Description of problem (please be detailed as possible and provide log snippests): After deleting Storage Cluster with KMS integration and reinstalling it 3 times, the cluster is in error state with errors in rook-ceph-operator pod: 2021-03-09 14:39:33.879492 E | clusterdisruption-controller: failed to check cluster health: failed to get status. timed out . : exit status 1 I tried to delete cluster after that but it got stuck with errors: 2021-03-09 15:02:14.601227 I | ceph-cluster-controller: deleting ceph cluster "ocs-storagecluster-cephcluster" 2021-03-09 15:02:14.623083 E | ceph-cluster-controller: failed to reconcile. failed to get mon secret, no cleanup: failed to get cluster info: not expected to create new cluster info and did not find existing secret 2021-03-09 15:10:22.283342 E | clusterdisruption-controller: failed to check cluster health: failed to get status. timed out . : exit status 1 Version of all relevant components (if applicable): OCS ocs-operator.v4.7.0-284.ci OCP 4.7.0-0.nightly-2021-03-06-183610 Can this issue reproducible?
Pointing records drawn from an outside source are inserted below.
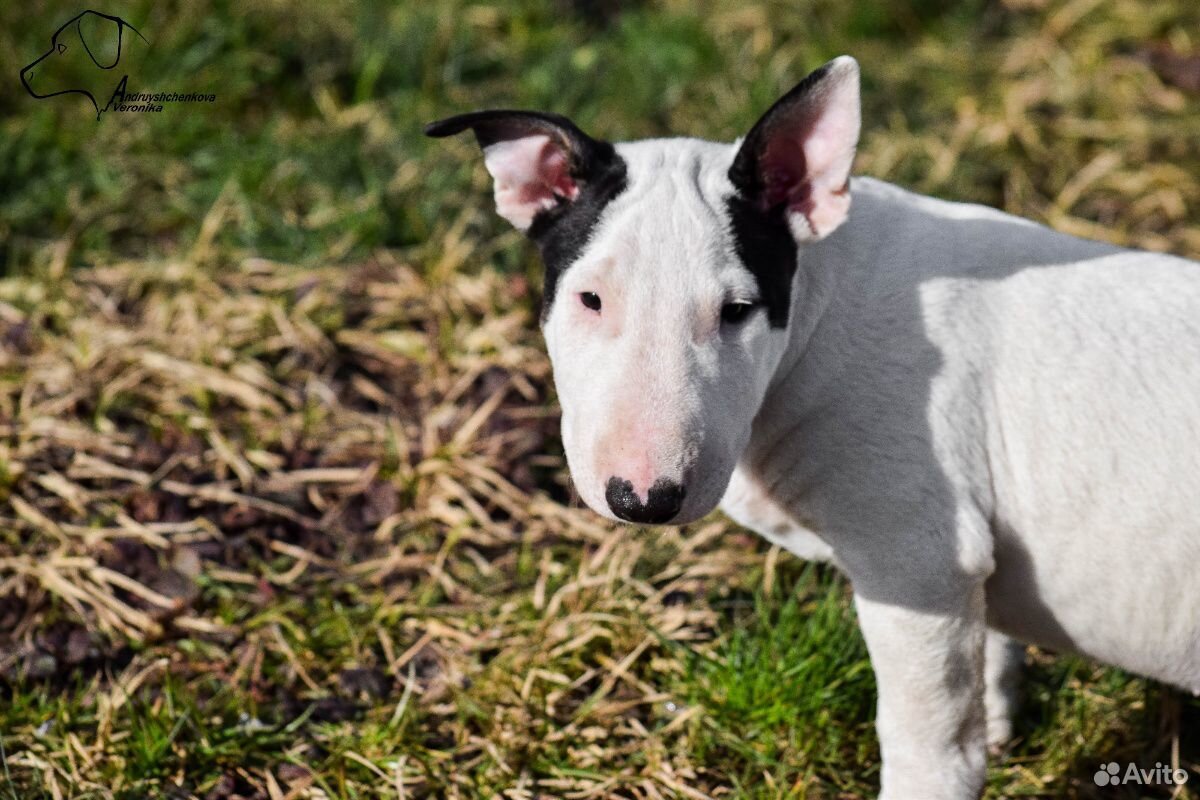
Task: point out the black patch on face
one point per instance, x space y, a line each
562 233
767 250
763 241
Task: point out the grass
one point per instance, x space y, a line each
285 513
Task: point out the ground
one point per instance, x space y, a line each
283 511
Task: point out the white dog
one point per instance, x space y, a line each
990 427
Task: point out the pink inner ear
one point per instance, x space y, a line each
532 174
807 161
784 174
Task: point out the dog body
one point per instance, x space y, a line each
990 427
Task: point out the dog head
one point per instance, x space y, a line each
670 272
81 60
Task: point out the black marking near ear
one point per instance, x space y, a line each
767 250
563 230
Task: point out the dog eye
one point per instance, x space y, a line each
735 313
591 300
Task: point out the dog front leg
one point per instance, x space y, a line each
1003 659
928 660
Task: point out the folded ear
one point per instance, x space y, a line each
799 154
539 162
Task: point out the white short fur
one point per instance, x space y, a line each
990 427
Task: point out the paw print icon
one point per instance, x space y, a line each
1108 775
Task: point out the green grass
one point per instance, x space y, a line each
204 306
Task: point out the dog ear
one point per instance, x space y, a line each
539 162
799 154
101 36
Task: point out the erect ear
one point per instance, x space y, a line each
799 154
539 162
102 36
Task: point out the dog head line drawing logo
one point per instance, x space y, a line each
89 44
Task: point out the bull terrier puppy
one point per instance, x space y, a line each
993 428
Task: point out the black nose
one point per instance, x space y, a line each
663 503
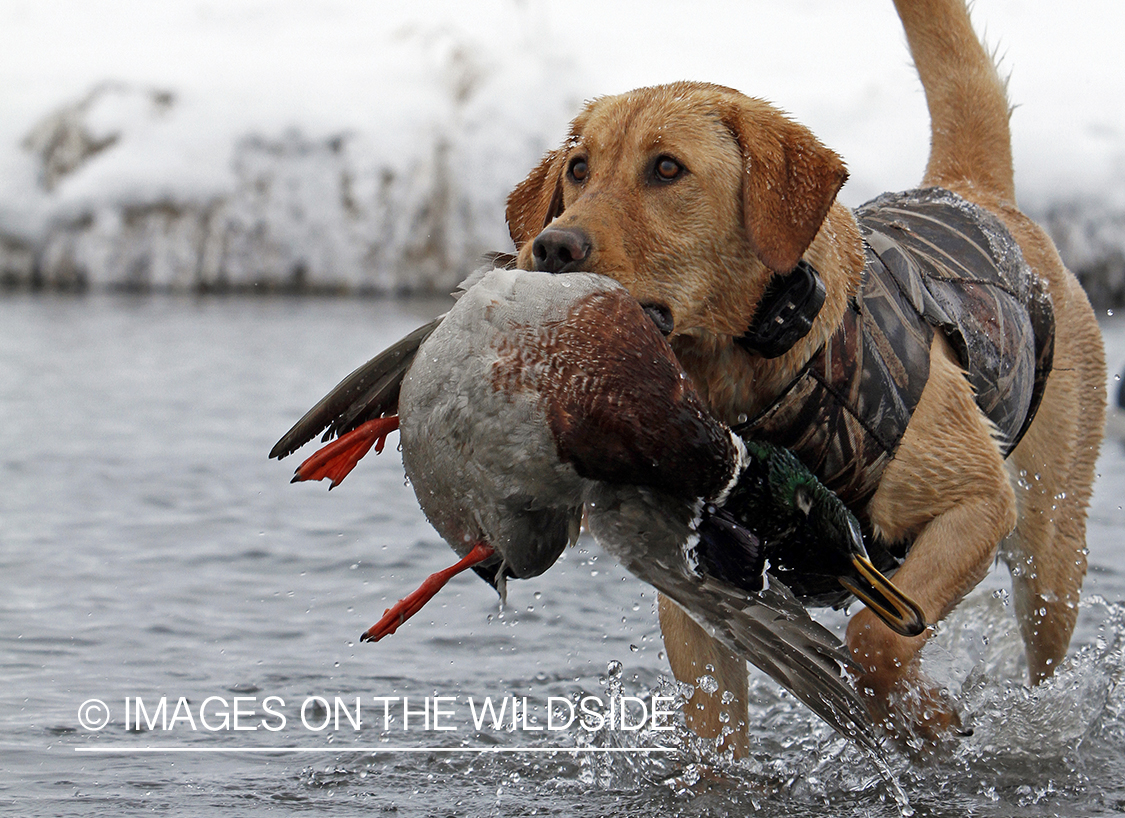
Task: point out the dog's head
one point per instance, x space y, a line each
692 196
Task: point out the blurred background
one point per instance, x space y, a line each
351 146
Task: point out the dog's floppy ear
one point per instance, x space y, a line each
789 181
537 199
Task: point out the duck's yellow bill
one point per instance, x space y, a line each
901 613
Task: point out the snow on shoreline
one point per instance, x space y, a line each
340 145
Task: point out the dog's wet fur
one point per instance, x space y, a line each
694 196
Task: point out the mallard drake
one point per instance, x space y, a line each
539 396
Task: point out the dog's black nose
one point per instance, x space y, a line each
560 250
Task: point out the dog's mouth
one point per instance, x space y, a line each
660 316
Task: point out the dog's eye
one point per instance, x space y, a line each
578 169
667 169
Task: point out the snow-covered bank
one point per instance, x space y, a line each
366 146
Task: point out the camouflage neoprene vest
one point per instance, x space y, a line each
934 262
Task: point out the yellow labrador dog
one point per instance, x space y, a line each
928 356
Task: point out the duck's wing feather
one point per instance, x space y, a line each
368 393
774 632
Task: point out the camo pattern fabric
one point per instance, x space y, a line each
934 261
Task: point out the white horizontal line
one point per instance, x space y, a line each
375 749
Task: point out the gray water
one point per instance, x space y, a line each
149 550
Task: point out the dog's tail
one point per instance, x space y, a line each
969 110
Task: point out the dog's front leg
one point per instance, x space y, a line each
948 492
714 711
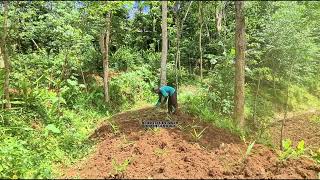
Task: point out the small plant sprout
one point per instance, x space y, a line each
119 168
197 135
249 148
115 128
160 152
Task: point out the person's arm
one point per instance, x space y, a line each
159 100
I am not sure. Can this issue reproduce from the UI? partially Steps to Reproduce: 1. Install OCP and OCS operator, set Vault KMS server. 2. Create OCS Storage cluster with cluster-wide encryption that uses Vault. 3. Delete the cluster after installation is completed. 4. Delete kms resources because of https://bugzilla.redhat.com/show_bug.cgi?id=1925249 5. Repeat steps 2-4 multiple times (it took 3-4 times in my case). Actual results: Cluster is in broken state and can not be easily deleted. Expected results: Cluster should work. Uninstallation and installation of cluster should work. Additional info:
Neha, it looks like the cluster is already gone when the deletion is requested, at least some resources are gone, the "rook-ceph-mon" secret.
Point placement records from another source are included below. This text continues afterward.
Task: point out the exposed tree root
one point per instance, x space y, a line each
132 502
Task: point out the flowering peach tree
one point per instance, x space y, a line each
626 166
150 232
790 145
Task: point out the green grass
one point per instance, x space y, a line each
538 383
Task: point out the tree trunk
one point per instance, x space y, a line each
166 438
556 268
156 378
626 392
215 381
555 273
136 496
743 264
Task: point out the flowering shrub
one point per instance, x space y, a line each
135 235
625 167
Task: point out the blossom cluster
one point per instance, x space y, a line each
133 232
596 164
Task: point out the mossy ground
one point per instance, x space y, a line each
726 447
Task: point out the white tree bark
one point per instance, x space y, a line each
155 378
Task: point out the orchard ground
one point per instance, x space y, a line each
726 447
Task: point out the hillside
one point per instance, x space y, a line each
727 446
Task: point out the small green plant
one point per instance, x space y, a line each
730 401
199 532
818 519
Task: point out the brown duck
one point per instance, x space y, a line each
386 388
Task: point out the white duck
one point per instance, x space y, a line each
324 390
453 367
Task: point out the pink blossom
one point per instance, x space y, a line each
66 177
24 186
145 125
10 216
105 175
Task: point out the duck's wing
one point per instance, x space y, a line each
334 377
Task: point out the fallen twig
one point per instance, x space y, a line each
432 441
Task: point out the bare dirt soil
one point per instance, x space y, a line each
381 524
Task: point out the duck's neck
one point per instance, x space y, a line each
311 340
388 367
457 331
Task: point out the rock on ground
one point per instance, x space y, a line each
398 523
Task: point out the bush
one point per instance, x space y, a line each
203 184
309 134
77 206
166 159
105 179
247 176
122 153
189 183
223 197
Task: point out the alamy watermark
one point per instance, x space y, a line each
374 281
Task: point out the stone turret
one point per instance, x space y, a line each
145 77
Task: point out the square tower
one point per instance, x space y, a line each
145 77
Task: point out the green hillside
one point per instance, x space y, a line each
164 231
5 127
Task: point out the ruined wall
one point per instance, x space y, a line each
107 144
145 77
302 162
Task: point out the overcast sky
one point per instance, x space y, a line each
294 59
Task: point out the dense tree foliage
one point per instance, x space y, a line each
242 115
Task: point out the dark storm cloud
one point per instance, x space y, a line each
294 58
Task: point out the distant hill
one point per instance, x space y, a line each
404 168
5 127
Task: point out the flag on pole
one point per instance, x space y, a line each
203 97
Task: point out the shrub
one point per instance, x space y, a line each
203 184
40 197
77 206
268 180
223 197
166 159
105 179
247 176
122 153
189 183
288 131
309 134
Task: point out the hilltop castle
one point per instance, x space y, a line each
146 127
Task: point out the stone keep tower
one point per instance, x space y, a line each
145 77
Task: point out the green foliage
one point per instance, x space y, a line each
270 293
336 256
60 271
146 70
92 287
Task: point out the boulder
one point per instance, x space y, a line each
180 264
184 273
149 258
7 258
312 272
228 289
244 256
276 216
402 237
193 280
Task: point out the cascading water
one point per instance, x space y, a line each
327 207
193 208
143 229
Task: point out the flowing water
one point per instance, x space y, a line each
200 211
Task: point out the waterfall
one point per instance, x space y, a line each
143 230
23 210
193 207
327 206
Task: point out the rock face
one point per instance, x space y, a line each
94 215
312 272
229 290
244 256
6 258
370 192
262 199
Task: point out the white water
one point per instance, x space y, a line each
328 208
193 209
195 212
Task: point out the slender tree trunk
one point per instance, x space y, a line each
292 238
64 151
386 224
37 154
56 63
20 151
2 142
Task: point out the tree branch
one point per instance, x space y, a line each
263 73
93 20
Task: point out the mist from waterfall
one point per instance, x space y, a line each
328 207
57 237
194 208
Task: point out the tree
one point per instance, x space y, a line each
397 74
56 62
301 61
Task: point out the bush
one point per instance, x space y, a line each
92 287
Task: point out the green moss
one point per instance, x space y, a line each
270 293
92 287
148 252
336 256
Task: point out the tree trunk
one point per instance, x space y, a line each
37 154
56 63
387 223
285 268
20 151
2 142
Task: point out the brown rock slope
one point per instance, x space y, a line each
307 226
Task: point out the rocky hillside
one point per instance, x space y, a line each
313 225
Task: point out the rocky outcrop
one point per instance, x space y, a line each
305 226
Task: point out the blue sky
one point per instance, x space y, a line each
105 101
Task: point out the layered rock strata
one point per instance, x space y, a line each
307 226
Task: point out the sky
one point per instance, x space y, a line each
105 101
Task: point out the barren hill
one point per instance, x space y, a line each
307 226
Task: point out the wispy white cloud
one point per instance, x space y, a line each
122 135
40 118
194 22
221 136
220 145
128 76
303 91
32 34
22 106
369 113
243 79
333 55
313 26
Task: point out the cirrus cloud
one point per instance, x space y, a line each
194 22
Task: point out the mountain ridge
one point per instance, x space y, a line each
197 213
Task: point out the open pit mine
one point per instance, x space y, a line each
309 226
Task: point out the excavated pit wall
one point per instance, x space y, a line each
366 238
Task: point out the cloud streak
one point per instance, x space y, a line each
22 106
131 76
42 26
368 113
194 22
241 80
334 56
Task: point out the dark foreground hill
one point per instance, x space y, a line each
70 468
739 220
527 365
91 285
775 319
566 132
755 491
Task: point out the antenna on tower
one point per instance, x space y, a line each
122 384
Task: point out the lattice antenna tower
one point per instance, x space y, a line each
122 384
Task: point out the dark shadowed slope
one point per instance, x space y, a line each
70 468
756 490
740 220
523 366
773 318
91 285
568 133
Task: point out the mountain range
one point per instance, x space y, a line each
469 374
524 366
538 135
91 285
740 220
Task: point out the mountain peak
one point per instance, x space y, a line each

@shan Even if some resources are gone should not we proceed with the uninstall from the rook. In ocs-operator, we do not have any control over these resources. So I don't think we can fix this in the ocs-operator.
Probably a rook issue, please change the component accordingly if not. Assigning it to Nitin as he is taking a look.
Looking at the rook logs, I think the last clean up was performed on a cluster that was already in a bad state. second last cleanup was successful. But something triggered a new cluster creation in an empty namespace. 2021-03-09 14:29:27.583680 I | ceph-spec: adding finalizer "cephcluster.ceph.rook.io" on "ocs-storagecluster-cephcluster" 2021-03-09 14:29:27.606337 I | ceph-cluster-controller: reconciling ceph cluster in namespace "" 2021-03-09 14:29:27.606386 I | ceph-cluster-controller: clusterInfo not yet found, must be a new cluster 2021-03-09 14:29:27.655199 E | ceph-cluster-controller: failed to reconcile. failed to reconcile cluster "ocs-storagecluster-cephcluster": failed to configure local ceph cluster: failed to perform validation before cluster creation: failed to validate kms connection details: failed to fetch kms token secret "ocs-kms-token": an empty namespace may not be set when a resource name is provided 2021-03-09 14:29:28.655412 I | ceph-cluster-controller: reconciling ceph cluster in namespace "" 2021-03-09 14:29:28.655485 I | ceph-cluster-controller: clusterInfo not yet found, must be a new cluster
@Santosh In this code snippet, instead of failing the reconcile, how about if we just log the error, skip the cluster cleanup, and allow the finalizer to be removed? monSecret, clusterFSID, err := r.clusterController.getCleanUpDetails(cephCluster.Namespace) if err != nil { // log the error instead of failing the reconcile return reconcile.Result{}, errors.Wrap(err, "failed to get mon secret, no cleanup") }
Acking so we can get this fix in for 4.7.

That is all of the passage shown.